Las investigaciones historiográficas se ven escoltadas así por dos narraciones afines: el testimonio de las víctimas y el proceso histórico contra los culpables. Y aunque muchos historiadores, y en especial los marxistas, hayan tratado de establecer una diferencia clara entre los factores históricos y los autores jurídicos, la tentación del arbitraje no cesa de acechar sus obras. Una pregunta se impone entonces: el hecho de saber si Moreno fue un traidor o no, Roca un asesino o no, Perón un revolucionario o no, ¿nos permite explicar los acontecimientos o los procesos históricos que protagonizaron?

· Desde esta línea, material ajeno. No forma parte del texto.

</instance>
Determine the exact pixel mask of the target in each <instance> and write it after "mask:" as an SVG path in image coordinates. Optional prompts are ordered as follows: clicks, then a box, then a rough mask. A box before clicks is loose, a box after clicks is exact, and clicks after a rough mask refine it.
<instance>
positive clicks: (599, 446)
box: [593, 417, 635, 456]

La propia narración literaria, en todo caso, tuvo que alejarse de la historia entendida como una reconstrucción unificada y coherente de los hechos para dejar de oponer a los héroes y los anti-héroes, los inocentes y los culpables, las fuerzas del bien y del mal. Y fue alejándose de estas historias que dejó de cumplir la función social del mito: esos relatos que, proponiendo modelos positivos o negativos de comportamiento, transmiten los valores de una comunidad.
Tal vez aquella perseverancia de la dimensión judicial de la historia provenga de la función mítica de los relatos que apuntan a reproducir ciertos lazos sociales. Puede que un historiador sea perfectamente riguroso a la hora de establecer la inocencia o la culpabilidad de un personaje histórico, pero si orienta sus investigaciones en esa dirección, se debe a que pretende reproducir, a través de su narración, ciertos valores políticos o morales. Lo que nos sugiere hasta qué punto, e independientemente del estatuto ficticio o no de los hechos evocados, la historia nunca logra alejarse demasiado del mito.